On Dec. 14, the Federal Communications Commission will vote on whether to pass Commissioner Pai’s proposal, called "The Restoring Internet Freedom Order," to eliminate net neutrality rules. Industry insiders believe the five-member FCC, which has a Republican majority, will pass its commissioner’s plan.
Net neutrality is the framework currently in place that requires broadband providers to provide consumers and businesses access to online applications and services of their choosing without interference. All data that legally travels over the Internet should be treated equally.
Net neutrality is a bipartisan issue; both Republicans and Democrats favor net neutrality rules, believing they protect consumers against potential anti-consumer and anti-competitive practices of broadband providers.
FCC Chairman Ajit Pai’s proposal gets rid of all prohibitions against blocking and throttling applications by broadband providers. Further, it and allows providers to engage in paid prioritization and discrimination at the point of interconnection. For example, a cable provider offering Internet service could purposefully slow down streaming services such as Netflix, but would have to publically disclose that fact. Public disclosure of these historically banned practices will theoretically let consumers make informed decisions about Internet providers -- important only if the customer lives in an area in which there is more than one provider available.
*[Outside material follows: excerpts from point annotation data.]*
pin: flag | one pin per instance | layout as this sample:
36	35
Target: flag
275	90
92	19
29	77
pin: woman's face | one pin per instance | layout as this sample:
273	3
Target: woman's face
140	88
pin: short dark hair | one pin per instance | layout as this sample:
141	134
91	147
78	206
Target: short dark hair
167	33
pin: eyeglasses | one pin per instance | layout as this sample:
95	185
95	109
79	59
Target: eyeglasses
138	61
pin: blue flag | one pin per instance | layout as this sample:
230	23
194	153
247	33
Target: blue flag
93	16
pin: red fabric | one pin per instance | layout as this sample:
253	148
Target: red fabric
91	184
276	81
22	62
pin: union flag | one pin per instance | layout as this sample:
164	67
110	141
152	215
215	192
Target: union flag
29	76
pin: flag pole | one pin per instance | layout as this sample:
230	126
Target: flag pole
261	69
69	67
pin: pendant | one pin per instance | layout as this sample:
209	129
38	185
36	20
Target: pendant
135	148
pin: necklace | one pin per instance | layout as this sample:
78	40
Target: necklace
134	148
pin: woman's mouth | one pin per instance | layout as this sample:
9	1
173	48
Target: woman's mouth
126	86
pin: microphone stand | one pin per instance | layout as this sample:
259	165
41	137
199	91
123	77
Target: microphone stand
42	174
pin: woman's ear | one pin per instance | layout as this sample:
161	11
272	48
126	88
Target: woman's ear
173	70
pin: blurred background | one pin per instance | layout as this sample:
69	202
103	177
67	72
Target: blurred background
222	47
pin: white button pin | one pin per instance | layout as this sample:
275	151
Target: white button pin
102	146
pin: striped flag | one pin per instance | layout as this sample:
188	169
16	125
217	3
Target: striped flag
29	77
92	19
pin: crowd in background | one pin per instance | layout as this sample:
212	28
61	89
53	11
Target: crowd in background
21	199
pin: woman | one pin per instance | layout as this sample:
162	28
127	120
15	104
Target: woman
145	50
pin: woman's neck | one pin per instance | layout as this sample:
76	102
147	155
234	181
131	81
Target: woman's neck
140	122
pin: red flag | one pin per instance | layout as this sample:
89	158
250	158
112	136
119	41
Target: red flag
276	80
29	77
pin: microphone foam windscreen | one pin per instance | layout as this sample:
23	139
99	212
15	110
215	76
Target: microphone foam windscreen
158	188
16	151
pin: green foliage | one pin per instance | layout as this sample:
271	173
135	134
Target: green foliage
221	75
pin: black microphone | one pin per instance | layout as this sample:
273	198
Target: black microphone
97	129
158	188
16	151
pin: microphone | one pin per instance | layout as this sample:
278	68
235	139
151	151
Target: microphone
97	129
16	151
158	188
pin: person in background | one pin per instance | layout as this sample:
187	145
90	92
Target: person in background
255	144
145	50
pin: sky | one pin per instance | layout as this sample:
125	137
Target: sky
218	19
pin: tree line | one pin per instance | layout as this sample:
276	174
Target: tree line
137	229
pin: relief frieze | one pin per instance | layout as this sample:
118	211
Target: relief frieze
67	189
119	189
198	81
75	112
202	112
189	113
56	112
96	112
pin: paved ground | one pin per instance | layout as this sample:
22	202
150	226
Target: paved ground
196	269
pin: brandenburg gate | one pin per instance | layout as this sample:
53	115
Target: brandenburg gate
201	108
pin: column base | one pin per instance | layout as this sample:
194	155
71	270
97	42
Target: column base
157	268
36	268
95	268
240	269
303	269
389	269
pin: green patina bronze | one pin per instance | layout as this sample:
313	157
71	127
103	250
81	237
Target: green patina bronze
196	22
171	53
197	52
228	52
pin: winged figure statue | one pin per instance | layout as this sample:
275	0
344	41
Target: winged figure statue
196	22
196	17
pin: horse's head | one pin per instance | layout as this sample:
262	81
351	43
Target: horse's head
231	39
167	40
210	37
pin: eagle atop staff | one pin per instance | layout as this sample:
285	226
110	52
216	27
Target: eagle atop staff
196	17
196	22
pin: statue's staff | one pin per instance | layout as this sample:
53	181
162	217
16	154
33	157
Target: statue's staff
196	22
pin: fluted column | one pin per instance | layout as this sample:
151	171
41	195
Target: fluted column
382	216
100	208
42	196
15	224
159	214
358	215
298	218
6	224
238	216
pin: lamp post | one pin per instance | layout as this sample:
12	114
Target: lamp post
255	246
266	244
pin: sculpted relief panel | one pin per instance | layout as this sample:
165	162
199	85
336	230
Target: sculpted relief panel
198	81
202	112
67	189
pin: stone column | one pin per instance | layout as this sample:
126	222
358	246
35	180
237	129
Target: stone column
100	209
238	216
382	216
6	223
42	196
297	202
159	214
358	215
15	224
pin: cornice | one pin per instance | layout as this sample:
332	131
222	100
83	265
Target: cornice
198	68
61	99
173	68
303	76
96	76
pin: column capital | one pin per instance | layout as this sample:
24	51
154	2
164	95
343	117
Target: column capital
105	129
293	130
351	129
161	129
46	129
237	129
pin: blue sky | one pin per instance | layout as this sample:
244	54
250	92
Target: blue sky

However, Pai’s plan offers customers some measure of increased transparency. Broadband providers would have to make public what companies paid for prioritization. Pai argues enforcement of net neutrality should rest with the Federal Trade Commission. But critics suggest the FTC has never enforced net neutrality protections and would be hard-pressed to manage consumer complaints. Further, the proposal provides no FCC recourse for wronged consumers or businesses.